- Born: Thomas Sexton July 3, 1957 St. John's, Newfoundland, Canada
- Died: December 13, 1993 (aged 36) St. John's, Newfoundland, Canada

= Tommy Sexton =

Canadian comedian

Thomas Sexton (July 3, 1957 – December 13, 1993) was a Canadian comedian. Born in St. John's, Newfoundland, he was the youngest member of the CODCO comedy troupe.

==Early life and career==
Educated in St. John's, he was an honours student before quitting after Grade 10 to pursue an acting career in Toronto. After briefly working on a children's touring theatre show, he landed his first television role in the drama series Police Surgeon. Sexton and colleague Diane Olsen subsequently wrote Cod on a Stick, a comedic play which launched CODCO.

In 1975, Sexton took a brief sabbatical from CODCO to study at the Toronto Dance Theatre. He subsequently returned, working on other shows with CODCO and subsequently touring with colleague Greg Malone in two co-written works, The Wonderful Grand Band and Two Foolish to Talk About. In 1985 and 1986, Sexton and Malone wrote and performed in a series of television specials for the CBC, called The S and M Comic Book, which in turn led to CODCO landing its own series in 1988.

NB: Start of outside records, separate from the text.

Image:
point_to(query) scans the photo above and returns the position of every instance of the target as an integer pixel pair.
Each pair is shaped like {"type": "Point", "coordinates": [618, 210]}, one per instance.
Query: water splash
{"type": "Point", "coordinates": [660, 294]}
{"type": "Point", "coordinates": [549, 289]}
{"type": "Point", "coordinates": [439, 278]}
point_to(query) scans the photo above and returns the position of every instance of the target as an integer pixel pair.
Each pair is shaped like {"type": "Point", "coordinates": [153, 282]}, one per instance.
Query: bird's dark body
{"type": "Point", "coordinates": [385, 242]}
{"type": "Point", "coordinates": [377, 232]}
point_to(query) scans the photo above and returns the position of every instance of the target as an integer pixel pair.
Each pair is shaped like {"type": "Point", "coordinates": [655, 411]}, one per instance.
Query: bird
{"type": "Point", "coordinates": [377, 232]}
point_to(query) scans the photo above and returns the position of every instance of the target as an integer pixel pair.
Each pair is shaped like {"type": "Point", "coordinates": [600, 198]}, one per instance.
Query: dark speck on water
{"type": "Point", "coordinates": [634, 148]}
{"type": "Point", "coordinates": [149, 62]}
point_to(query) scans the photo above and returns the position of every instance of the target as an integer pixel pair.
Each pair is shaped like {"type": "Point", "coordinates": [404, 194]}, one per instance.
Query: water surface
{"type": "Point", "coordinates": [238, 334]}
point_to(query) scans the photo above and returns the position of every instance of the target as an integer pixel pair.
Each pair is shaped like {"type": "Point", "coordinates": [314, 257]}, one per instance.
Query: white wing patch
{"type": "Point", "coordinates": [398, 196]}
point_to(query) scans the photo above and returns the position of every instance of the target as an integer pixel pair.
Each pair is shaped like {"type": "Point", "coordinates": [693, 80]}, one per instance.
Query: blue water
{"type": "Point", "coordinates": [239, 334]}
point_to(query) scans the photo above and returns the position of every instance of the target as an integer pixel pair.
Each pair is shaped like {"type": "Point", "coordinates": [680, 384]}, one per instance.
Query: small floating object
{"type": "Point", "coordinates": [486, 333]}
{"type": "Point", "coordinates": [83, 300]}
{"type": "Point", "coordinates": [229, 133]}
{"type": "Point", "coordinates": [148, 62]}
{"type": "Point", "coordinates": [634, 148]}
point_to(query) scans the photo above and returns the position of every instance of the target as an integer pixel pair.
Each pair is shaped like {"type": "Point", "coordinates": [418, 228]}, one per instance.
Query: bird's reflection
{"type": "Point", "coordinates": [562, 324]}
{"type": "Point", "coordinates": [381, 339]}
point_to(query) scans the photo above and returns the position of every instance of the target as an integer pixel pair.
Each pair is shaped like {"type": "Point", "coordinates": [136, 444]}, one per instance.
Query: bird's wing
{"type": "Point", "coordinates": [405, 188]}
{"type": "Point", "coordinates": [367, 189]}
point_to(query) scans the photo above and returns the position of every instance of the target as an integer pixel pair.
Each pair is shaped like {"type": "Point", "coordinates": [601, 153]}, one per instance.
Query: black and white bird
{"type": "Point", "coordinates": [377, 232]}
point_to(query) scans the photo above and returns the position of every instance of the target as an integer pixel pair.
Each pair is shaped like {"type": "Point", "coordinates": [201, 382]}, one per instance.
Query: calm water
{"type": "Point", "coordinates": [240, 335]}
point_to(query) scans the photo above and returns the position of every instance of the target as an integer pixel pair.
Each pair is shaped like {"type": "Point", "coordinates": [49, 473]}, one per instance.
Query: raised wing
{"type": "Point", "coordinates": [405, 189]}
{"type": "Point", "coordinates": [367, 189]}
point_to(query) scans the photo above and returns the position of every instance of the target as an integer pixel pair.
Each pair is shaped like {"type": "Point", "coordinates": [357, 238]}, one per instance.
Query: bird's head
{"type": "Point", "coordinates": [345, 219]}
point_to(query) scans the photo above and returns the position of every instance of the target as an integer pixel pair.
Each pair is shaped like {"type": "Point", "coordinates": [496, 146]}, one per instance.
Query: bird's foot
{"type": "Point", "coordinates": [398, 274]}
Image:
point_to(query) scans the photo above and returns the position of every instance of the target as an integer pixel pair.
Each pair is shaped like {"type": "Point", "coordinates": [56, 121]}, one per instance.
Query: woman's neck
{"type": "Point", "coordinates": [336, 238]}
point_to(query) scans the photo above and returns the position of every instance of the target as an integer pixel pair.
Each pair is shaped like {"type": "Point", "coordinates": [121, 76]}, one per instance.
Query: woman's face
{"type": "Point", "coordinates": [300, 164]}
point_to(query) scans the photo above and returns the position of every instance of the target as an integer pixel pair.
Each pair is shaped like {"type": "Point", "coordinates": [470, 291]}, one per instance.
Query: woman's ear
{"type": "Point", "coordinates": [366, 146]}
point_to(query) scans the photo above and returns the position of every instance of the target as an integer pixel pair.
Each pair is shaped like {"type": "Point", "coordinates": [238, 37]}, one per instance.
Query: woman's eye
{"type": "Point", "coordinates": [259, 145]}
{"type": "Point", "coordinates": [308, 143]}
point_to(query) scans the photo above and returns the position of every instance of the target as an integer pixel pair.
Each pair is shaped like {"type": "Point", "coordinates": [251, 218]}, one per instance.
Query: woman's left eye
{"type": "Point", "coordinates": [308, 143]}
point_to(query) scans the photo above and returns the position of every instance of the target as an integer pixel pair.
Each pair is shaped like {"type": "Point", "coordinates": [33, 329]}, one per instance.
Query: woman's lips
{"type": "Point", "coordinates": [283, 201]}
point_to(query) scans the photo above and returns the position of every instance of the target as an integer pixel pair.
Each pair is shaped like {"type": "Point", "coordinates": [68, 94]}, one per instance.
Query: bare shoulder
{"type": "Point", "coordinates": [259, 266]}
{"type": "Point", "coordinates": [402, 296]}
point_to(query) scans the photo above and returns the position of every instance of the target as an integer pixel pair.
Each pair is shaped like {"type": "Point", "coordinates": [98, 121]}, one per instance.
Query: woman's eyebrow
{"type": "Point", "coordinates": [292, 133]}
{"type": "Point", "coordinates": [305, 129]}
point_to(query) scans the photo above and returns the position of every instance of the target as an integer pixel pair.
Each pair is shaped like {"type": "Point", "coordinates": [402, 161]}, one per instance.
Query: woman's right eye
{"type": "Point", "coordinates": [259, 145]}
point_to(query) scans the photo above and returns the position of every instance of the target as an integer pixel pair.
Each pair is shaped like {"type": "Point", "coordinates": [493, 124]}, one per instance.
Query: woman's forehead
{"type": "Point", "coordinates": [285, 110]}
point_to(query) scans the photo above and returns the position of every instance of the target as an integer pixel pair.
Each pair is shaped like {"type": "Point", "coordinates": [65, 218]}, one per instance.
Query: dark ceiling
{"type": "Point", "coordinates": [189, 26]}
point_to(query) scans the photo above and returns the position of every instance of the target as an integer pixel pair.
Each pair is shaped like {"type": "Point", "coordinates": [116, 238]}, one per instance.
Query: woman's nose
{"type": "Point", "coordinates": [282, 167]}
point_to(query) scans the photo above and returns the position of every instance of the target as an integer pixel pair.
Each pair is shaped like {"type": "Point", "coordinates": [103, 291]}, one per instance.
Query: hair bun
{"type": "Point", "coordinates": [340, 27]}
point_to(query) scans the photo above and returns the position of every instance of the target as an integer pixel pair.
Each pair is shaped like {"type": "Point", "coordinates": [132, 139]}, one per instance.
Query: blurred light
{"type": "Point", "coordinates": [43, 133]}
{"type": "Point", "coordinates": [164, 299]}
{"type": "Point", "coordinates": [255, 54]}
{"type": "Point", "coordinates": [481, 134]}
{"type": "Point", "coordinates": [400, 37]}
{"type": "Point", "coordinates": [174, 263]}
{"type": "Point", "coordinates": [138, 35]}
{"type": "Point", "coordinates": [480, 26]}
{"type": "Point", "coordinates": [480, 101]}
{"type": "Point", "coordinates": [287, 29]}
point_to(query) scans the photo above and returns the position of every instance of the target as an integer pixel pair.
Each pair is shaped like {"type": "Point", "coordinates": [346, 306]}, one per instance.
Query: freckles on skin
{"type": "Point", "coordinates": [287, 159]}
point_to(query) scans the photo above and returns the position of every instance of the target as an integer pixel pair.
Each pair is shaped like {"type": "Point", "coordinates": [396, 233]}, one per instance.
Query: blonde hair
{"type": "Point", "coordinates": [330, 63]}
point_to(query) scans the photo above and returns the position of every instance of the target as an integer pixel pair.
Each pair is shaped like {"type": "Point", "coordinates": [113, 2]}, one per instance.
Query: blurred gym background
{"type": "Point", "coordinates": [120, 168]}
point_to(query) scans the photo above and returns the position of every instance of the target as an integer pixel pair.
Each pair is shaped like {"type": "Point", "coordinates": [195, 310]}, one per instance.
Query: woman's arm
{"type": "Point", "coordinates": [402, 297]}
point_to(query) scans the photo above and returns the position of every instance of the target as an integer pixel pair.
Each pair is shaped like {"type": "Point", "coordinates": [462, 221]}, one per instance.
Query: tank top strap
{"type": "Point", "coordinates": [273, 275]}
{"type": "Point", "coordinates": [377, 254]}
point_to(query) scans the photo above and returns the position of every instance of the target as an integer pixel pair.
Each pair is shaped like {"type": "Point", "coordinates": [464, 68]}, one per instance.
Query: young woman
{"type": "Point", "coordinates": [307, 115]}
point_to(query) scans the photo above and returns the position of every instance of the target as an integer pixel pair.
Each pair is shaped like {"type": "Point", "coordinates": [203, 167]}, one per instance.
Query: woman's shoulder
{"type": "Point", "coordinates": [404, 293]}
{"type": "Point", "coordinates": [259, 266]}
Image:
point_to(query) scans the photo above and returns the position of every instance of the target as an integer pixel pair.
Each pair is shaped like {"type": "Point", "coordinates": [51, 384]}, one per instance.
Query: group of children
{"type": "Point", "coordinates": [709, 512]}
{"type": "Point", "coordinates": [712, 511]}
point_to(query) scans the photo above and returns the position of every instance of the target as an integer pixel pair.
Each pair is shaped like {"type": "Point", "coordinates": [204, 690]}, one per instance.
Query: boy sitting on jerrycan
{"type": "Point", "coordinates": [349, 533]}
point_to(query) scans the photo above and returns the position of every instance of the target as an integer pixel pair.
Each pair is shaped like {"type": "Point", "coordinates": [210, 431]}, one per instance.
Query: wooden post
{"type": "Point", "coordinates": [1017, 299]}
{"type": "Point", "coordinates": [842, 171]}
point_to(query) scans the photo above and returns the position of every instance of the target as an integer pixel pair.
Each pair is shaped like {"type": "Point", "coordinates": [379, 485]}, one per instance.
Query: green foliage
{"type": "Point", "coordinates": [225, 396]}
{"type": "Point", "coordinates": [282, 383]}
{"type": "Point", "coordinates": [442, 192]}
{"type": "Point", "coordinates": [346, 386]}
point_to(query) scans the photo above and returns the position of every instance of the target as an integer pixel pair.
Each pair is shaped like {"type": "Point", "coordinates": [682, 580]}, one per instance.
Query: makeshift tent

==Later career and death==

After CODCO's run concluded in 1993, Sexton and Malone wrote and starred in a CBC television special, The National Doubt, satirizing the constitutional debates of the early 1990s. Sexton subsequently wrote a semi-autobiographical film, Adult Children of Alcoholics: The Musical, which was in production in November 1993 when Sexton, who was openly gay, fell ill due to complications from AIDS. He died on December 13 of that year.

==Legacy==
Greg Malone subsequently campaigned for HIV and AIDS education in Sexton's memory. Tommy's sister, filmmaker Mary Sexton, produced a documentary film about him, Tommy…A Family Portrait, in 2001. Along with Malone and their CODCO co-star Andy Jones, Sexton was a posthumous recipient of the Earle Grey Award, the lifetime achievement award of Canadian television's Gemini Awards, in 2002.

The Tommy Sexton Centre, a new assisted housing complex for people living with HIV and AIDS, was opened in St. John's in 2006. In 2009, several drag queens in the city put together "Ravishing in Red", a tribute show to Sexton, as a fundraiser for the Sexton Centre. One performer, Betty "Boo" Kakke, singled him out as Newfoundland's "clown prince".

Sexton's mother, Sara Sexton, became a major figure in HIV/AIDS awareness in Newfoundland and Labrador following her son's death. Sara Sexton was announced as an inductee to the Order of Newfoundland and Labrador in 2013, and was inducted in February 2014. Sara Sexton died on February 28, 2020; in 2021, Mary Sexton and her son Nik Sexton released Me, Mom & COVID, a documentary film about Sara's life and death of COVID-19.